The voices of Maddie Raffel, Jim Green, and thousands of Catholics are sufficient evidence that not all feel welcome in the Diocese of Madison. Indeed, many people feel there is harsh discrimination at work there. Rather than continuing to defend pastorally harmful guidelines, Bishop Morlino and his clergy should be guided by Pope Francis’ call for pastors to listen to their flock and respect people’s consciences. To choose to do otherwise is the real scandal in Madison.

Robert Shine, New Ways Ministry, November 7, 2017

10 replies
  1. Barry Blackburn
    Barry Blackburn says:

    These funeral guidelines in Madison Diocese are too disgusting for words. We are all shaking the dust from our sandals…

  2. Thomas Ellison
    Thomas Ellison says:

    Why not just dig up any gay person already buried in a Catholic cemetery ? This bishop is lacking not only in understanding of his pastoral role , but also in compassion and decency. Keep at it at and watch your churches empty and then close. What nonsense !

    K J GEORGE says:

    What a SHAME! is it the Christian way taught by Jesus Christ?Pope Francis had said”Who am I to Judge” about same sex/homosexual/gay people. Last year we celebrated “Year of Mercy” is it the mercy Catholics show?All human beings are destined to get married and lead a married life. Each one’s destiny is decided by God and he/she will lead the life accordingly. Whoever was behind framing these guidelines done a very very bad job and need to ask the forgiveness of God for this. These are the people about who Jesus said “they will not enter themselves.
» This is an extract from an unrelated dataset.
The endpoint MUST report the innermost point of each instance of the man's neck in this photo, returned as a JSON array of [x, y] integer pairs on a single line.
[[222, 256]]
They prevent those who come to enter.” We are about to enter year 2018 and the Catholic Church frame this type of rules and regulations.

  4. Tom Bower
    Tom Bower says:

    Why is there no official challenge from the hierarchy from this hateful bishop’s repugnant actions? What is the papal nuncio doing if he is supposed to represent the Pope? I know it is “scandal” for one bishop to challenge another, but if they don’t , they imply consent. Shouldn’t every straight person who used birth control also be denied a funeral? Please someone point out to me where is Christ among the leadership of the church?

  5. John Hilgeman
    John Hilgeman says:

    I see the spokespeople are digging in on their policy which was sent in a “private and confidential (read “secret”) communication.” I wonder why it is a spokesperson, not the bishop himself, who has publicly defended his policy against the criticisms leveled against it.

    There is a scandal here, and it is not from coupled gay and lesbian people who die or survive the death of a partner. It is from the mean spirited policy propagated in the dark, to exclude openly gay people from funeral rites. It’s not enough to fire partnered gay people. They must be pursued and drummed out even in death. Their very names and relationships must be erased from memory.

    The bishop, of course, can say or order whatever he wants. But it is ironic that he would issue such orders while dressed in lace and vestments embroidered in gold.

    • Friends
      Friends says:

      Yes indeed, John. This man is doing such damage to the public mission and pastoral outreach of the Catholic Church that something needs to be said about the suitability and the credibility of the person who is making such scathing criticisms of his fellow Christians.

  6. Gerard Zabik
    Gerard Zabik says:

    I am sickened by this man’s lack of understanding and the commitment to the Gospels of Christ Jesus. I am surprised that the Vatican is not stepping into this bigotry . The folks of the diocese ought to go around the National Conference of American Bishops and go to the Pope himself. He needs to see the abuse of pastoral care first hand and not have it filtered through some committee.

  7. Mi
    Mi says:

    Thank you for informing me continually of these sad dynamics. I am a praying Catholic Christian mtf attracted to women (if I must use a label).

  8. David Talbot
    David Talbot says:

    If you take a little time and read Canon Law on this subject you will discover that the Bishop and dioceses are simply being obedient. All the accusations you are making are false. The Bishop is just doing his job. Who are you to judge?